The Open App Markets Act hopes to kick down both Apple and Google’s walled garden
The Future. Apple and Google’s duopoly in the app marketplace may get broken up thanks to a new bill called the Open App Markets Act. While many customers may still stick with the App Store and Google Play Store for ease of use and privacy protections, the new rules could open a floodgate of litigation against Apple and Google… or even affect in-progress cases, like Epic’s appealed suit against Apple for removing Fortnite from its store.
Fast Company reports that a new bill wants to open up the app marketplace in a big way.
- Just formally introduced to Congress, the Open App Markets Act would stop Apple and Google from forcing apps to “use or enable in-app purchases” through their proprietary stores as a condition for being allowed in them.

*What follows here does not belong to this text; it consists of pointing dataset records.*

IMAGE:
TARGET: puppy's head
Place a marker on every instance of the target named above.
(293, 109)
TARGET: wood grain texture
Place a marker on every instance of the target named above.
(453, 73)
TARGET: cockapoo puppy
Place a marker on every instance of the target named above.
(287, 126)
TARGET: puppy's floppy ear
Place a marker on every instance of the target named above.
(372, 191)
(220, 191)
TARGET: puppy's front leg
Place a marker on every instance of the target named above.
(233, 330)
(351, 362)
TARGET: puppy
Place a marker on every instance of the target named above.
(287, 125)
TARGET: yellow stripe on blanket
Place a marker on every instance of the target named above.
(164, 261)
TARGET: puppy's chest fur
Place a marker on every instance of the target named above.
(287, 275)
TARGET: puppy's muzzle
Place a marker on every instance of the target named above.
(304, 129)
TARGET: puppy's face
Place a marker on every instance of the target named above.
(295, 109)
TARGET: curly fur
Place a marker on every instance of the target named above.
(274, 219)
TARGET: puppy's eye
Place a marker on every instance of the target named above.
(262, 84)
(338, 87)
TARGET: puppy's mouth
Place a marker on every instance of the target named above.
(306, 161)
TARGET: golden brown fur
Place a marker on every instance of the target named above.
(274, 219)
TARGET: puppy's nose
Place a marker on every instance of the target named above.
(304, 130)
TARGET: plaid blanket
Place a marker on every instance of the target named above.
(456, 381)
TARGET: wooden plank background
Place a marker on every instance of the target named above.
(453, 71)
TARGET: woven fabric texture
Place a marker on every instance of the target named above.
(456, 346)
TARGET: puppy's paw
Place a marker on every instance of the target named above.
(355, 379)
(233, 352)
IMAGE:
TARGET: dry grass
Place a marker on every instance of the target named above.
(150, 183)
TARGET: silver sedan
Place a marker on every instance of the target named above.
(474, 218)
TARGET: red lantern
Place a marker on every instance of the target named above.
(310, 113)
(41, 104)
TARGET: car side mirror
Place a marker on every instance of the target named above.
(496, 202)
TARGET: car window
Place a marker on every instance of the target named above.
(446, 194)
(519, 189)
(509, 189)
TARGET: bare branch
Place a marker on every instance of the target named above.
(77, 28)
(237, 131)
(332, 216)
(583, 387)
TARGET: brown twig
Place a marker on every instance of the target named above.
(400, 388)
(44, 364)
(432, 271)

- It would stop Apple and Google from penalizing apps that offer better prices on another marketplace.
- It would allow developers to contact their customers directly with business offers and other discounts.
- iOS and Android devices will no longer be allowed to automatically route to their own app stores.
- And, of course, Apple and Google would have to allow third-party marketplaces, like Epic’s or Steam’s, to run on their devices.
All of this is to get around Apple’s and Google’s 30% app tax (which drops down to 15% in the second year for different kinds of publishers), putting a lot more money in the hands of developers.
Unsurprisingly, Apple and Google are already lobbying against the bill, as both companies could feel a major impact in their services division — a big area of growth for Apple, especially. And to throw salt on the wound, Apple may even get hit with an antitrust lawsuit by the Department of Justice. When it rains, it pours.